Hollywood Drive-In Golf - The Haunting of Ghostly Greens
The newest game in town is also the priciest, not counting the additional CityWalk parking fee, but it’s still worth a round for putt-putt purists.
The Hollywood Drive-In’s two 18-hole courses are a celebration of B-movie chintz - flying saucers made from dinner plates and gill-men with zippers up their back, respectively. Each side offers a similar difficulty and variety of holes, but it’s tough not to pick horror when you’re at the studio that monsters built.
The Haunting of Ghostly Greens is what incoming guests see first from the moving walkways. It’s hard to miss the haunted house wearing a bus-sized slug from its sci-fi counterpart like a carnivorous scarf. While the boarded-up mansion may be the pinnacle of theming across the Ghostly Greens, there’s plenty to love across all 18 holes.
This is classic Clown’s-Mouth design in its Sunday best. Try not to lose your ball in a hedge maze based ever so slightly on The Shining. They may pose little threat to your ball, but creatures from black lagoons tend to spit when startled. Mind the gravestones and the familiar feet sticking out of the ground not far from them. It may not be the hardest course you’ve ever played - it’s probably the easiest par on the list - but you can’t beat the Drive-In for uncomplicated, unadulterated fun.
Play it after dark, when the purple rope lights outlining each hole come on, for a little extra atmosphere. A little extra discount, too - you don’t have to pay for parking after 6 PM. Universal’s buy-one-get-one deal isn’t a deep discount, but it does last as long as the receipt if you’re planning on coming back. If the price still puts you off, a full three dollars more than Disney as of this post, it’s worth mentioning that Hollywood Drive-In is easily the best maintained course around.

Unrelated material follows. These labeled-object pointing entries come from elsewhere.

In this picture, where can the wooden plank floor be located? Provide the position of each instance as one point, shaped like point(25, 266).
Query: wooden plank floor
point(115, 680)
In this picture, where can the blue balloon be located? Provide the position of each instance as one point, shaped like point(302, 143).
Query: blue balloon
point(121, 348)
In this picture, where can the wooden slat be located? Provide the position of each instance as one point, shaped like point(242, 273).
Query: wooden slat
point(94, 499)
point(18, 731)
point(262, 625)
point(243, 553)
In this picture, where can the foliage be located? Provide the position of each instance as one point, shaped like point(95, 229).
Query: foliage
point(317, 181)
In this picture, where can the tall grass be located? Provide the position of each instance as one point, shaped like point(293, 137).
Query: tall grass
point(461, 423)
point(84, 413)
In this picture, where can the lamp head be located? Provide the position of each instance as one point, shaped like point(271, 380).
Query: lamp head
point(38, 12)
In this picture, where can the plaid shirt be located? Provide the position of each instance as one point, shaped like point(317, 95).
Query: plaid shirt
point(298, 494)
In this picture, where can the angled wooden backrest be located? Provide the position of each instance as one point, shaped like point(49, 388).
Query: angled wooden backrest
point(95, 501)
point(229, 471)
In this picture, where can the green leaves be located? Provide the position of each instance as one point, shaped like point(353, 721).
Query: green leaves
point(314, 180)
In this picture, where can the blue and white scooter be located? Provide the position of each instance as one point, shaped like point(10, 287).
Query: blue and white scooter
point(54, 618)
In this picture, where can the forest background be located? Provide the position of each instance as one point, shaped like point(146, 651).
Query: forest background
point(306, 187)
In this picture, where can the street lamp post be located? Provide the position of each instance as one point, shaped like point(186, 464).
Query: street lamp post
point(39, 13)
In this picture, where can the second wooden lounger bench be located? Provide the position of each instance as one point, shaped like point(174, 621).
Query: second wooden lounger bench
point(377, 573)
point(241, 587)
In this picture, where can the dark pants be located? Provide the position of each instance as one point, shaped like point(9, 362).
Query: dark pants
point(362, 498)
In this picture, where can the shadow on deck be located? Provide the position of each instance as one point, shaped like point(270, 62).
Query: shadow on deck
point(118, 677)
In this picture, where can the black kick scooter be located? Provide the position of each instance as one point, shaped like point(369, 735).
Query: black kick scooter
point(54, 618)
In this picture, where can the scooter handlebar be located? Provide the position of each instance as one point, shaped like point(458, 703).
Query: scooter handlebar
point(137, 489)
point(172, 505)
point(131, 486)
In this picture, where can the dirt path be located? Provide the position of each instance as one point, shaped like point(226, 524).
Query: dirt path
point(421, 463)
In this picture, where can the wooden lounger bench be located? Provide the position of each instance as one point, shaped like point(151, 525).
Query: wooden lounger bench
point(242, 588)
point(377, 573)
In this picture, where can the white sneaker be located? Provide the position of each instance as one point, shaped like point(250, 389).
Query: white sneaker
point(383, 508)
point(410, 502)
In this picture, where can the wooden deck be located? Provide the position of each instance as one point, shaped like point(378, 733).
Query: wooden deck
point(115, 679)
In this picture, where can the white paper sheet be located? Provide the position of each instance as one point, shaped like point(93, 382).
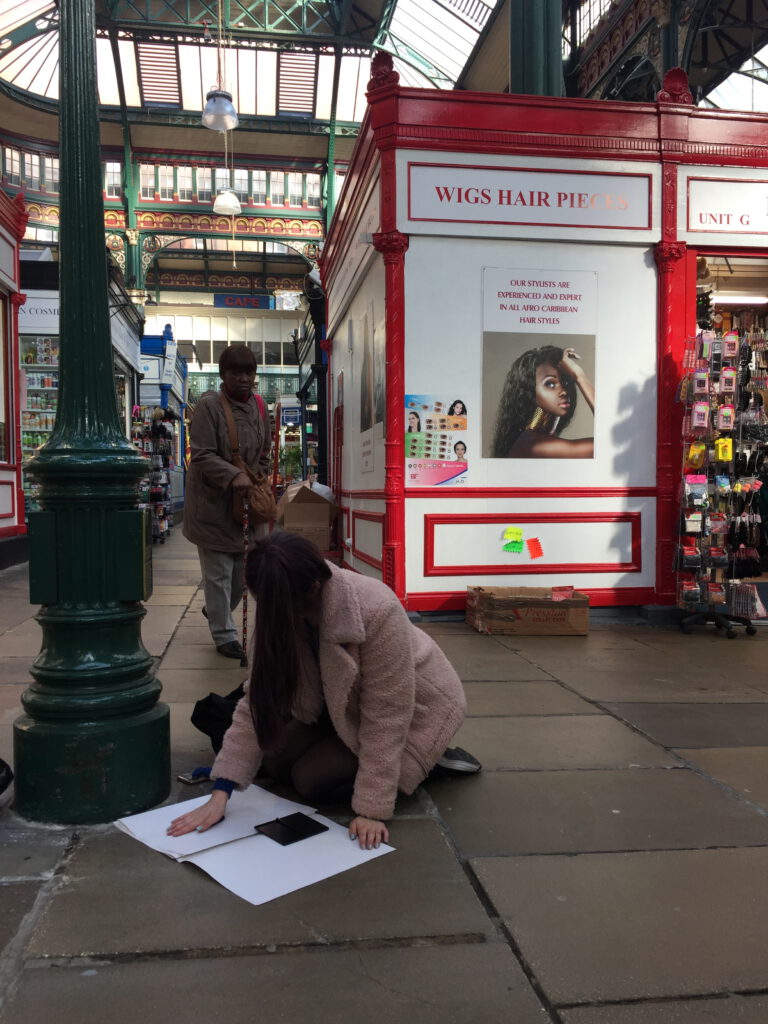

If you dig old-fashioned mini-golf and speak fluent B-movie, there’s no reason to play anywhere else.
The Wild West of miniature golf, in more ways than one.
It’s literally west, on the end of 192 closest to Disney property. You can spot Everest and the Tower of Terror if you know where to look. It’s Wild West themed, with 18-hole courses named “Prospector” and “Gold Nugget.” The flat rate is about $10, already less than all of its competition, but you can’t cross a hotel lobby without finding a coupon for $5.99. Packages are available if you’d like to chase your game with all-you-can-eat pizza from the Cicis conveniently built right into the Bonanza mountain range.
Then there’s the actual play.
The design abides by no chain standard. From most tees, a hole-in-one is only possible by dizzying mathematical probability. The cups aren’t always easy to spot, often guarded by a ridge just high enough to ruin gimme-putts and just low enough to hide in plain sight. Instead of the usual bricks or planks, holes are lined with jagged plaster rocks, making banked shots no less strategic than playing blindfolded. By the end, scorecards read like phone numbers.
But you just can’t beat the sum of its kitschy parts.
Bonanza’s website brags about the height of its mountains and the gurgle of its waterfalls, 21,000 gallons strong. You already know if you’ve passed the place - GOLF is spelled out in block letters across the highest peaks like a monument to the sport. In a way, it is. This is miniature golf in its purest form. A completely incongruous artificial landscape. A goofy, if borderline nominal theme. No discernible advantage between surgical aim and kamikaze force. Affordable enough for any night out. Built over a pizza buffet and a gift shop that, until recently, was still selling postcards for Kongfrontation.
Now that's what putt-putt is all about.